Wednesday, April 28, 2004

This place does that to you though, grinds you down, it's the whole sense of hopelessness about it the fear that you'll never get out.
It's those great grey walls that bear down on you, daubed with aggressive, hostile graffiti and the scuffs where kids have kicked balls against the pebble dash.
It's the sort of place that always seems monotone, there's no colour, no vibrancy, nothing. Even the dirt daubed faces of the kids who hang about on the street corners staring at the cars are souless and have the melancholy air of kids who don't stand a chance. Like the happy smiling photograph in a newspaper of some child who's been stolen away by some cruel sub-human, demonised in the tabloids as a 'monster'. It's the faces of those kids that stare at me now, they're sad before they even know what it is they're sad about.

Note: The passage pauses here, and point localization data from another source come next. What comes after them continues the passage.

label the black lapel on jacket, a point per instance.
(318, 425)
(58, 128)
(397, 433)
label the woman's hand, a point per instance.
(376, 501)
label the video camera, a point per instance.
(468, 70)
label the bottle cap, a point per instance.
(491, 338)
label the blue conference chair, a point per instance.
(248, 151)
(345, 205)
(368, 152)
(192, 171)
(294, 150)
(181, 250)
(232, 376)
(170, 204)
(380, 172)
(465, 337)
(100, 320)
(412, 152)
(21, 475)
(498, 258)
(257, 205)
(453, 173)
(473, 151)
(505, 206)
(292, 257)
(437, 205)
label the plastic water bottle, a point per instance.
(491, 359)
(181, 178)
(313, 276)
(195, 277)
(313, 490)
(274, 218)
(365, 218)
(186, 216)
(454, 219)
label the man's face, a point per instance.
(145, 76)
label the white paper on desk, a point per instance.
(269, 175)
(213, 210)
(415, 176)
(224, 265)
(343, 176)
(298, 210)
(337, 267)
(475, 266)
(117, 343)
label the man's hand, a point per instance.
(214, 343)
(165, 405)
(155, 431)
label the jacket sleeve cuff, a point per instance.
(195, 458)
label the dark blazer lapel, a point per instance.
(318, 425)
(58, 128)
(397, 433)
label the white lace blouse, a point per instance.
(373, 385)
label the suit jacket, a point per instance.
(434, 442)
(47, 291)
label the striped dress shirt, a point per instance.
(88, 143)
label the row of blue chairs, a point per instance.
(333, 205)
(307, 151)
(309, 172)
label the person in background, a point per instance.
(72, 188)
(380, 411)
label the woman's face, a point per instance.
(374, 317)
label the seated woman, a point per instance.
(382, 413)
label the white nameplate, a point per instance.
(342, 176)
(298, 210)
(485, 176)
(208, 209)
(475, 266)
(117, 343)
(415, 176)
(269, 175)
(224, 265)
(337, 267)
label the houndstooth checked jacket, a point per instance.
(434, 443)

They're like feral children around here, out on the streets before they are old enough to go to school, little sub-urban romulus and remus raised by the stray dogs that stalk through the estate, skinny from neglect with wild eyes rolling in their taut-skinned skulls and some old rope round their neck where some child has tried to keep them as a pet. They run wild, the children. Children and dogs all running in some great, directionless pack, hunting out a purpose and burying their tiny pale-skinned faces in the heaving rib-cages of the hounds trying to absorb some of the warmth from these surrogates because the street is more of a home than the place that they sleep.